Laure a 10 ans. Arrivée dans un nouveau quartier, un quiproquo la fait passer pour un garçon : elle joue le jeu. La confusion des genres dure tout l'été, jusqu'au jour où...

Ce deuxième film de Céline Sciamma (Naissance des pieuvres)  est merveilleux. Il accumule les bienfaits pour l'oeil et l'esprit : beau jeu des jeunes acteurs/actrices et des parents (Mathieu Demy parfait), scénario tendu comme la course d'une flèche, très belle photographie, délicate et précise (le film a été tourné avec le fameux appareil photo Canon 7D).

Mais c'est la mise en scène qu'il faut ici surtout saluer. Il y a dans ce film la même qualité que dans Lady Chatterley : c'est ce que je me disais pendant tout le film, avant de voir la réalisatrice remercier Pascale Ferran dans le générique de fin. Le parti pris est de filmer les enfants à leur hauteur, et les parents sont presque toujours hors champ. Cela donne un ton inimitable au film, à la fois très intérieur et très sensuel. La deuxième particularité de Tomboy est de tirer un profit maximal d'un décor a priori quelconque : un immeuble lambda d'Ile de France.
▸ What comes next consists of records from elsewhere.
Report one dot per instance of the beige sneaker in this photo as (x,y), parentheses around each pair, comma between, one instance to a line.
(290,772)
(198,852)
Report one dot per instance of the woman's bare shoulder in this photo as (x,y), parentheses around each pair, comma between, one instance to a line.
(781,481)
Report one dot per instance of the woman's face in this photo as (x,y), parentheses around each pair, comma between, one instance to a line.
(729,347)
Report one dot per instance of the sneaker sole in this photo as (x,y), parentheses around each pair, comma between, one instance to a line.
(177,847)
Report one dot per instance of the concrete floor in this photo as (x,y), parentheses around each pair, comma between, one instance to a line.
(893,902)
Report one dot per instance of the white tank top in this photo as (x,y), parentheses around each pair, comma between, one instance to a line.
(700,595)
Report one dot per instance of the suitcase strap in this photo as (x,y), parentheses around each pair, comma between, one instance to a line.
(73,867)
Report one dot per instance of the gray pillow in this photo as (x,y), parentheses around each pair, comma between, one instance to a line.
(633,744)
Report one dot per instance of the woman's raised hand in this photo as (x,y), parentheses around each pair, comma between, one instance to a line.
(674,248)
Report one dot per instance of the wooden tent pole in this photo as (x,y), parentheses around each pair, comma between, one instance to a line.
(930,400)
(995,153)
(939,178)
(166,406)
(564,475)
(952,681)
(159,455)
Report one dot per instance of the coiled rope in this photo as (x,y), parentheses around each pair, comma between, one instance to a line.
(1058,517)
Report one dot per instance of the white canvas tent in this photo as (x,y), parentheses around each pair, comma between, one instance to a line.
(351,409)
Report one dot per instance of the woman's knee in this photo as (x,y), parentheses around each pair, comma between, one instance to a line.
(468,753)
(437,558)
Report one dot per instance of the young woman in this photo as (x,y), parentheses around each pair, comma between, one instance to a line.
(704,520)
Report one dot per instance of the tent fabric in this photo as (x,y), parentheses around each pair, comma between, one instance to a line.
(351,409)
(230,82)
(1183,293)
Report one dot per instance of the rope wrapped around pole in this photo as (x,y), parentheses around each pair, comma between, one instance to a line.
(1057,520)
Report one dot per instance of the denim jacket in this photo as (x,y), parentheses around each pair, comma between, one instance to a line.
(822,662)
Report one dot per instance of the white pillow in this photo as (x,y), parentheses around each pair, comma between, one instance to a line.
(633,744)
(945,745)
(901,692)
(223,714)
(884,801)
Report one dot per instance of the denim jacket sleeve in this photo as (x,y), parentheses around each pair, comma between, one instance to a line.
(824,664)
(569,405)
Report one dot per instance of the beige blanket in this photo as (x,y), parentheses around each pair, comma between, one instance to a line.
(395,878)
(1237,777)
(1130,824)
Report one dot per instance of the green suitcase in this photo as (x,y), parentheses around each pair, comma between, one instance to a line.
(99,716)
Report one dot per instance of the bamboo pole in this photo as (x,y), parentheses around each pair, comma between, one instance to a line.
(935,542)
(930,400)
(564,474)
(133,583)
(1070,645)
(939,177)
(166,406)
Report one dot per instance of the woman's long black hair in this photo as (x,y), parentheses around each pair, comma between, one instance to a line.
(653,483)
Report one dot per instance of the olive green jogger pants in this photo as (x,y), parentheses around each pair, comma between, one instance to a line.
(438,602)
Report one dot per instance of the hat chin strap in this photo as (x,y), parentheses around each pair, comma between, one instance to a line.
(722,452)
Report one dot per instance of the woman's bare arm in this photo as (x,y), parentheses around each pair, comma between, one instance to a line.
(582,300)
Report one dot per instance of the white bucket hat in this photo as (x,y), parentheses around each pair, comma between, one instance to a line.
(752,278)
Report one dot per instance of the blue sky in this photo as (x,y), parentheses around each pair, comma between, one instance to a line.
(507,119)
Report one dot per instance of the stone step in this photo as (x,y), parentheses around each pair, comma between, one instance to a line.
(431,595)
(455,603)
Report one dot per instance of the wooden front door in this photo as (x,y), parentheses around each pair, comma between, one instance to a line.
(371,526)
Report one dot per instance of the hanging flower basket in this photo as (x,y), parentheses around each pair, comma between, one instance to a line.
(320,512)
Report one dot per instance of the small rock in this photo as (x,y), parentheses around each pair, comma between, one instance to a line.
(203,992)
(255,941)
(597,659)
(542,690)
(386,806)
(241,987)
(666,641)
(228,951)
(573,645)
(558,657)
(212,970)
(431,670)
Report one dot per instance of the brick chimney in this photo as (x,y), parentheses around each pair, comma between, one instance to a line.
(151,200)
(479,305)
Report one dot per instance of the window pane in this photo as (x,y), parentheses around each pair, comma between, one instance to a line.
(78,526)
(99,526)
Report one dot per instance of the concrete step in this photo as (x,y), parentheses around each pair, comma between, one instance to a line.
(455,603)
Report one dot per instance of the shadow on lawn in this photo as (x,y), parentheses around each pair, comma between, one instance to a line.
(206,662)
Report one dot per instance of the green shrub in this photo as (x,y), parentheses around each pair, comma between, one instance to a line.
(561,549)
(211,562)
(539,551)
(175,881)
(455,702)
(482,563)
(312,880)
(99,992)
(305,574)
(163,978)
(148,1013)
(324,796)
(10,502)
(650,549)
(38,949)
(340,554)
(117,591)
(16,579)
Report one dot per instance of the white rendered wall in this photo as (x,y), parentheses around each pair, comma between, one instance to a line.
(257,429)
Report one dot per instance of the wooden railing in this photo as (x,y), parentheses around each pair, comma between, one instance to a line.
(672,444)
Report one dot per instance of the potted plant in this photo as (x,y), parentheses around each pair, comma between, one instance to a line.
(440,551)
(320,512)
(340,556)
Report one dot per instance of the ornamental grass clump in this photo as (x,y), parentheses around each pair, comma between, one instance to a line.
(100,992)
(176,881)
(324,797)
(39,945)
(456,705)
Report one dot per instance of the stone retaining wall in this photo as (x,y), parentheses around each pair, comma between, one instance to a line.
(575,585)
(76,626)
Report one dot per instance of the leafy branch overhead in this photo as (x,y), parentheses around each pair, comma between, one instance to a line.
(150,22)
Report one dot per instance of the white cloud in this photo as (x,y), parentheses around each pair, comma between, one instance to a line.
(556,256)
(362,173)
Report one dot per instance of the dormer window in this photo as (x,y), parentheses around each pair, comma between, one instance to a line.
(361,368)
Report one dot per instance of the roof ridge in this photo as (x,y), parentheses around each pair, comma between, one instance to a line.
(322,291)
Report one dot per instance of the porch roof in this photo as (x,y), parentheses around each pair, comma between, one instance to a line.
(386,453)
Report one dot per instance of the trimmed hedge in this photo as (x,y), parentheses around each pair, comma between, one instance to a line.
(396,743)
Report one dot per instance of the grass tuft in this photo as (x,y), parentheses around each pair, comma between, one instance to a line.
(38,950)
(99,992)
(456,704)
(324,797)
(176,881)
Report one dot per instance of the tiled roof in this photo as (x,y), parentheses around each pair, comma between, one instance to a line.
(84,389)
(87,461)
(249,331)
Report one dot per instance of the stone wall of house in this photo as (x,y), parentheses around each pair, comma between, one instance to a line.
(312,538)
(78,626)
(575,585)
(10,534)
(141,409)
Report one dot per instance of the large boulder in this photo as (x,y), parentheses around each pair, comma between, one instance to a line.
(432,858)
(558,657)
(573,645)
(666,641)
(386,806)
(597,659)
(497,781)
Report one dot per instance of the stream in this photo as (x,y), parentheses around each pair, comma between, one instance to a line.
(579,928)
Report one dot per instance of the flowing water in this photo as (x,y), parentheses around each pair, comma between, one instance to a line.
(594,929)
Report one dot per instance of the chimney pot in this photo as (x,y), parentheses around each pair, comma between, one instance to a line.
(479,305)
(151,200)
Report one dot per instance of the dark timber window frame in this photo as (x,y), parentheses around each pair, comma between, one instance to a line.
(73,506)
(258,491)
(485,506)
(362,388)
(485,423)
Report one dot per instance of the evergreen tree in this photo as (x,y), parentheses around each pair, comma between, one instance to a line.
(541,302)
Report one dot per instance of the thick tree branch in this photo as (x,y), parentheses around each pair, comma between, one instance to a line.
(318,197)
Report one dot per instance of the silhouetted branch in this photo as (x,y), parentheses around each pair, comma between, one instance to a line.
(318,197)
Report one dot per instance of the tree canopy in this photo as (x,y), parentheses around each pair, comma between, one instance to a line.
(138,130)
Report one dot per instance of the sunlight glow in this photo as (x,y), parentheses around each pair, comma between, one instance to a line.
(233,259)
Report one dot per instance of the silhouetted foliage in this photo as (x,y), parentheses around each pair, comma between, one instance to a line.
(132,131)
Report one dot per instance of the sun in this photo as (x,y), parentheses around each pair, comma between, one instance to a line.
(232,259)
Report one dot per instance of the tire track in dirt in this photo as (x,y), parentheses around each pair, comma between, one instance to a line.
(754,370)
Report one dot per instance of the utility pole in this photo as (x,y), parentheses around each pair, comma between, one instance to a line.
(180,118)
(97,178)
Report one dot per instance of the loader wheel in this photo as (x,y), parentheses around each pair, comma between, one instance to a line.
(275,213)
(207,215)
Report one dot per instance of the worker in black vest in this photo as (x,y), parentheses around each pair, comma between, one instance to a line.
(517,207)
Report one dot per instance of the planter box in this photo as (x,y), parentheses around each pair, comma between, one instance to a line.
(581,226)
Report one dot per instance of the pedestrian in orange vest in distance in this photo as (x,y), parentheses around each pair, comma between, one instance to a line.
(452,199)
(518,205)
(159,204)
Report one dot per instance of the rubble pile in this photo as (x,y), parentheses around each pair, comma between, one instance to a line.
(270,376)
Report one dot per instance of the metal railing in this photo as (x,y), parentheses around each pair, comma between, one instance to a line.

Sous les caresses de la caméra de Céline Sciamma, la forêt devient un lieu de danger, un pont et ses rambardes rouges semble sortir d'un film d'Imamura, une baignade dans un plan d'eau devient un combat initiatique...

Mouvements fluides et cadres au cordeau, la réalisatrice ne nous donne pas seulement une leçon de beau cinéma, elle nous offre une oeuvre dans laquelle tous ses choix font sens, et servent admirablement le propos.

Tomboy, c'est un thriller psychologique d'1h20 qu'on suit en apesanteur, ravi et anxieux à la fois. Pour moi le meilleur film français de l'année.